Cleartext Transmission of Sensitive Information

Published: Aug 01, 2018 | Modified: Oct 03, 2019
CVSS 3.x
8.8
HIGH
Source:
NVD
CVSS:3.0/AV:A/AC:L/PR:N/UI:N/S:U/C:H/I:H/A:H
CVSS 2.x
3.3 LOW
AV:A/AC:L/Au:N/C:P/I:N/A:N
RedHat/V2
RedHat/V3
Ubuntu

Dell EMC NetWorker versions between 9.0 and 9.1.1.8 through 9.2.1.3, and the version 18.1.0.1 contain a Clear-Text authentication over network vulnerability in the Rabbit MQ Advanced Message Queuing Protocol (AMQP) component. User credentials are sent unencrypted to the remote AMQP service.

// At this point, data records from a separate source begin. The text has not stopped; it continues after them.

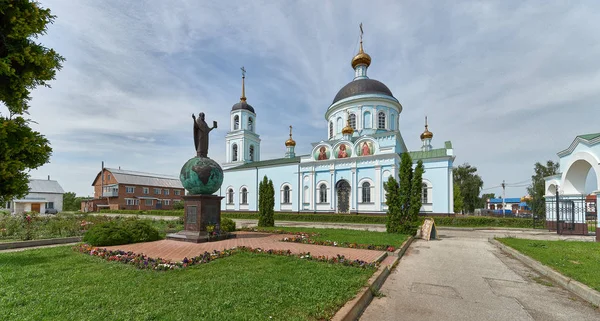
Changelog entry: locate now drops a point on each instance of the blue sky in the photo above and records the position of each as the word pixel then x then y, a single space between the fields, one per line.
pixel 508 82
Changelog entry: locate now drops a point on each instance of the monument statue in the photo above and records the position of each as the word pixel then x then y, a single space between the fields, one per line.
pixel 201 131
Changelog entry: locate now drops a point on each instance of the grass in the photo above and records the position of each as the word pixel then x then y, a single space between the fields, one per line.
pixel 60 284
pixel 350 236
pixel 577 260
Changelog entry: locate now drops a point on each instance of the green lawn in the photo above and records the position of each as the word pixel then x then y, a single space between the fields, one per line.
pixel 60 284
pixel 577 260
pixel 350 236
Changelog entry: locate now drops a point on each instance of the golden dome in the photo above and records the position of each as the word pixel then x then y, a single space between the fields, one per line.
pixel 290 142
pixel 426 133
pixel 361 58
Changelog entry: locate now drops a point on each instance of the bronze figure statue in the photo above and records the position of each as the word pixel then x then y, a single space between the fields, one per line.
pixel 201 131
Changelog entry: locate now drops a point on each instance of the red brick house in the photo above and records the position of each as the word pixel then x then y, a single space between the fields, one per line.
pixel 118 189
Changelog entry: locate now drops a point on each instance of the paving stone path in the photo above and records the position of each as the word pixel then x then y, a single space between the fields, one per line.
pixel 177 250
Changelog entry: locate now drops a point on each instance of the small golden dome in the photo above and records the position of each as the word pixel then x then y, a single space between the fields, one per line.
pixel 426 133
pixel 290 142
pixel 361 58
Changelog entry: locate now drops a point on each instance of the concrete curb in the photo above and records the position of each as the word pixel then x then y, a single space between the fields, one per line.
pixel 354 308
pixel 18 245
pixel 581 290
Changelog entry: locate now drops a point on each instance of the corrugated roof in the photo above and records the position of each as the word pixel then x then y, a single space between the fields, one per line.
pixel 44 186
pixel 148 179
pixel 270 162
pixel 589 136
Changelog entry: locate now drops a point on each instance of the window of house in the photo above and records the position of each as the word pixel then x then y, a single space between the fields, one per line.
pixel 366 195
pixel 424 196
pixel 323 193
pixel 353 121
pixel 230 196
pixel 234 153
pixel 286 194
pixel 244 196
pixel 381 120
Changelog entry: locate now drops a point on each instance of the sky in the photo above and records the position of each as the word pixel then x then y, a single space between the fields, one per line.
pixel 510 83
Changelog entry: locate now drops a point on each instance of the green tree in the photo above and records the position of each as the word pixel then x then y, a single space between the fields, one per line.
pixel 416 193
pixel 392 200
pixel 458 204
pixel 24 65
pixel 537 188
pixel 21 148
pixel 470 185
pixel 266 203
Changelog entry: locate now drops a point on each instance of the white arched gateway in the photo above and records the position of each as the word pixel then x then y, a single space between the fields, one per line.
pixel 574 207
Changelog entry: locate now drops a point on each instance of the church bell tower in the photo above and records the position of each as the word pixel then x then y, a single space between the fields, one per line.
pixel 242 142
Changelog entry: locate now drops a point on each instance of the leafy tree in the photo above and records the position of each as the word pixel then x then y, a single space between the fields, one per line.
pixel 266 202
pixel 21 148
pixel 470 185
pixel 537 189
pixel 24 65
pixel 458 204
pixel 392 200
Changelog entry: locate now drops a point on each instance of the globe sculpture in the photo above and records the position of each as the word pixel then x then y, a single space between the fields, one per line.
pixel 201 176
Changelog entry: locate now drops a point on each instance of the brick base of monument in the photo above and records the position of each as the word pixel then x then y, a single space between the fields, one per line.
pixel 200 212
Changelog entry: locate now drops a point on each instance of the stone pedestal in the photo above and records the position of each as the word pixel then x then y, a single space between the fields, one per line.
pixel 200 211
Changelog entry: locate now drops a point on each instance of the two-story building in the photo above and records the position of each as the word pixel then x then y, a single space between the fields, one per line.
pixel 118 189
pixel 43 194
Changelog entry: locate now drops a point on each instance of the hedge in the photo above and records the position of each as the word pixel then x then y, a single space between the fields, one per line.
pixel 457 221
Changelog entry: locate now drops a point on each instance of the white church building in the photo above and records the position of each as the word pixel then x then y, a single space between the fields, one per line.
pixel 346 171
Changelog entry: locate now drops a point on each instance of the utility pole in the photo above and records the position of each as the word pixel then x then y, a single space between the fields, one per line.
pixel 503 198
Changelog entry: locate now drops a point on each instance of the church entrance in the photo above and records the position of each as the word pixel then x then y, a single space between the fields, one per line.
pixel 343 196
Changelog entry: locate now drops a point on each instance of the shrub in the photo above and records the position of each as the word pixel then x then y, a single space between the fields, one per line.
pixel 120 232
pixel 227 225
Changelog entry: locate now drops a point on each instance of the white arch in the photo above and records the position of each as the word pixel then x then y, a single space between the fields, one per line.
pixel 574 177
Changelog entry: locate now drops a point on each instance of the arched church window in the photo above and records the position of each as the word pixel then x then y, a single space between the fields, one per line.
pixel 286 194
pixel 323 193
pixel 230 196
pixel 367 119
pixel 381 120
pixel 366 197
pixel 244 196
pixel 234 153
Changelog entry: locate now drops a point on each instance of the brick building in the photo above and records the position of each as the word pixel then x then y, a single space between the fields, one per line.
pixel 118 189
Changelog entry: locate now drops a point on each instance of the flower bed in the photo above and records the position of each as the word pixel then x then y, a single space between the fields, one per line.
pixel 305 238
pixel 142 261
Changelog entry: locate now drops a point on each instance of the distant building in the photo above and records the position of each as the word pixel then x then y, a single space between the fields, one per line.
pixel 43 194
pixel 118 189
pixel 511 205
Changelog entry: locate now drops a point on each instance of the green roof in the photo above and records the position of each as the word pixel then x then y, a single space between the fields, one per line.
pixel 589 136
pixel 269 162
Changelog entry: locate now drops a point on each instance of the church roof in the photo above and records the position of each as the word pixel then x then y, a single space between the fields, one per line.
pixel 360 87
pixel 269 162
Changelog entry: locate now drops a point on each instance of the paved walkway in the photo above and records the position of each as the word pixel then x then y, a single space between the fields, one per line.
pixel 464 277
pixel 177 250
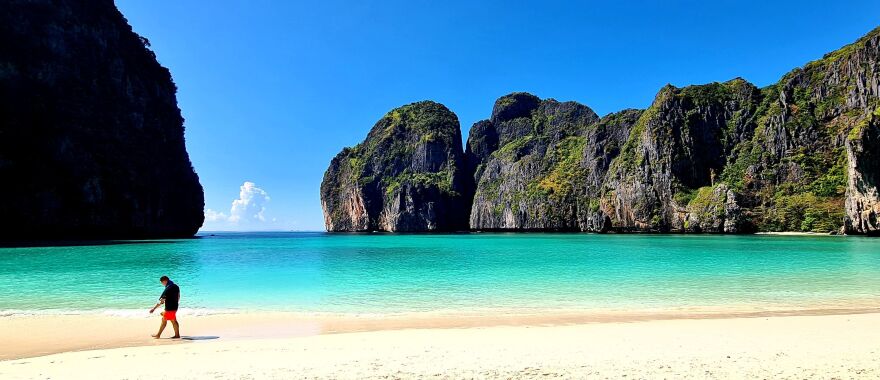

An unauthenticated attacker in the same network collision domain, could potentially sniff the password from the network and use it to access the component using the privileges of the compromised user.

Weakness

The product transmits sensitive or security-critical data in cleartext in a communication channel that can be sniffed by unauthorized actors.

Affected Software

Name Vendor Start Version End Version
Emc_networker Dell * 9.0 (including)
Emc_networker Dell 9.1.1.8 (including) 9.2.1.3 (including)
Emc_networker Dell 18.1.0.1 (including) 18.1.0.1 (including)

Extended Description

Many communication channels can be “sniffed” (monitored) by adversaries during data transmission. For example, in networking, packets can traverse many intermediary nodes from the source to the destination, whether across the internet, an internal network, the cloud, etc. Some actors might have privileged access to a network interface or any link along the channel, such as a router, but they might not be authorized to collect the underlying data. As a result, network traffic could be sniffed by adversaries, spilling security-critical data. Applicable communication channels are not limited to software products. Applicable channels include hardware-specific technologies such as internal hardware networks and external debug channels, supporting remote JTAG debugging. When mitigations are not applied to combat adversaries within the product’s threat model, this weakness significantly lowers the difficulty of exploitation by such adversaries. When full communications are recorded or logged, such as with a packet dump, an adversary could attempt to obtain the dump long after the transmission has occurred and try to “sniff” the cleartext from the recorded communications in the dump itself.